2) Até 2022, 75% dos Blockchains públicos sofrerão “envenenamento por privacidade” – dados pessoais inseridos que tornam o blockchain incompatível com as leis de privacidade. O Blockchain é uma tecnologia promissora; no entanto, as empresas que desejam implementá-la devem determinar se os dados em uso estão sujeitos a qualquer lei de privacidade. Por exemplo, Blockchains públicos precisam de uma estrutura de dados imutável, o que significa que uma vez que os dados são gravados, não podem ser facilmente modificados ou excluídos. Os direitos de privacidade concedidos a indivíduos incluem a opção de os clientes invocarem o “direito de serem esquecidos”. Em muitos desses casos, os dados pessoais processados devem ser excluídos – o que pode ser impossível.

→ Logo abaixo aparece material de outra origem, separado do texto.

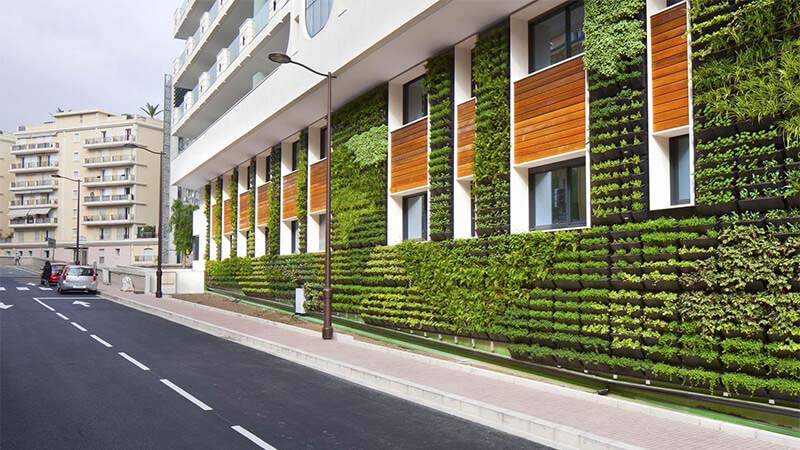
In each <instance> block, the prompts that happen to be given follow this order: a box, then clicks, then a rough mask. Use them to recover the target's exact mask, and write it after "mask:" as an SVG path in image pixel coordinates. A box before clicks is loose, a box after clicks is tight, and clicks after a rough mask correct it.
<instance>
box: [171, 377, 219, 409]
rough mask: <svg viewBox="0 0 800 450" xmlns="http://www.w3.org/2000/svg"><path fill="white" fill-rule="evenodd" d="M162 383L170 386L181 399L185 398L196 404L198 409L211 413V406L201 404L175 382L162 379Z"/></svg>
mask: <svg viewBox="0 0 800 450" xmlns="http://www.w3.org/2000/svg"><path fill="white" fill-rule="evenodd" d="M161 382H162V383H164V384H166V385H167V386H169V388H170V389H172V390H173V391H175V392H177V393H178V394H179V395H180V396H181V397H183V398H185V399H186V400H189V401H190V402H192V403H194V404H195V405H196V406H197V407H198V408H200V409H202V410H203V411H211V407H210V406H208V405H206V404H205V403H203V402H201V401H200V400H198V399H197V398H196V397H195V396H193V395H192V394H190V393H188V392H186V391H184V390H183V389H181V388H179V387H178V386H176V385H175V384H174V383H173V382H171V381H169V380H167V379H166V378H162V379H161Z"/></svg>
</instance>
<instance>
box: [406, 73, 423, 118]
mask: <svg viewBox="0 0 800 450" xmlns="http://www.w3.org/2000/svg"><path fill="white" fill-rule="evenodd" d="M422 78H423V77H419V78H417V79H416V80H412V81H409V82H408V83H406V84H404V85H403V124H406V123H410V122H413V121H415V120H417V119H421V118H423V117H425V116H426V115H428V98H427V97H426V96H425V92H424V91H423V89H422Z"/></svg>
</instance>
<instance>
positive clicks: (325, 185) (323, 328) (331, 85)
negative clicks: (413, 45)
mask: <svg viewBox="0 0 800 450" xmlns="http://www.w3.org/2000/svg"><path fill="white" fill-rule="evenodd" d="M332 85H333V76H332V74H331V73H330V72H328V116H327V119H326V120H327V122H328V124H327V125H328V126H327V127H326V128H325V135H326V140H327V141H328V142H327V144H326V145H327V146H328V155H327V156H328V157H327V158H326V159H327V161H326V162H325V173H326V176H325V287H324V288H323V289H322V301H323V320H322V339H333V326H332V325H331V157H332V156H333V152H332V151H331V150H332V149H333V145H332V144H331V130H332V129H333V122H332V121H331V118H332V109H333V105H332V103H333V100H332V98H331V97H332V95H331V94H332Z"/></svg>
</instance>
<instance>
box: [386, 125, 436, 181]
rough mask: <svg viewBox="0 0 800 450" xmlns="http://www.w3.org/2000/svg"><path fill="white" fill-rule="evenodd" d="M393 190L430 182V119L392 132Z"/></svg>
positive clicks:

Isso levanta preocupações imediatas, já que as entradas em um Blockchain público podem ser envenenadas com informações pessoais que não podem ser substituídas ou excluídas estruturalmente. Essa situação fará com que as empresas não possam atender à necessidade de manter registros em conformidade com suas obrigações para cumprir as leis de privacidade. Organizações que implementarem sistemas Blockchain sem gerenciar problemas de privacidade por projeto correrão o risco de armazenar dados pessoais que não poderão ser excluídos sem comprometer a integridade da cadeia.

3) Até 2023, mais de 25% das implementações de prova de consentimento baseadas no GDPR irão envolver a tecnologia Blockchain, em comparação com menos de 2% em 2018. Embora as diretrizes do GDPR estejam em vigor desde maio de 2018, as organizações estão em diferentes níveis de conformidade. A pressão para cumprir plenamente a legislação está aumentando, levando as companhias europeias e as que fazem negócios com a União Europeia a avaliarem melhor seus processos de coleta de dados. No entanto, a maioria dessas empresas ainda está lutando com custos de integração de tecnologias que possam ajudar a acelerar o ajuste para a conformidade com a privacidade.

“A aplicação do Blockchain para o gerenciamento de consentimento é um cenário emergente em um estágio inicial de experimentação”, diz Willemsen. “Várias organizações começaram a explorar o uso do Blockchain para o gerenciamento de consentimento, porque a imutabilidade potencial e o rastreamento de Blockchains ortodoxos poderiam fornecer o acompanhamento e a auditoria necessários para cumprir a legislação de proteção de dados e privacidade”.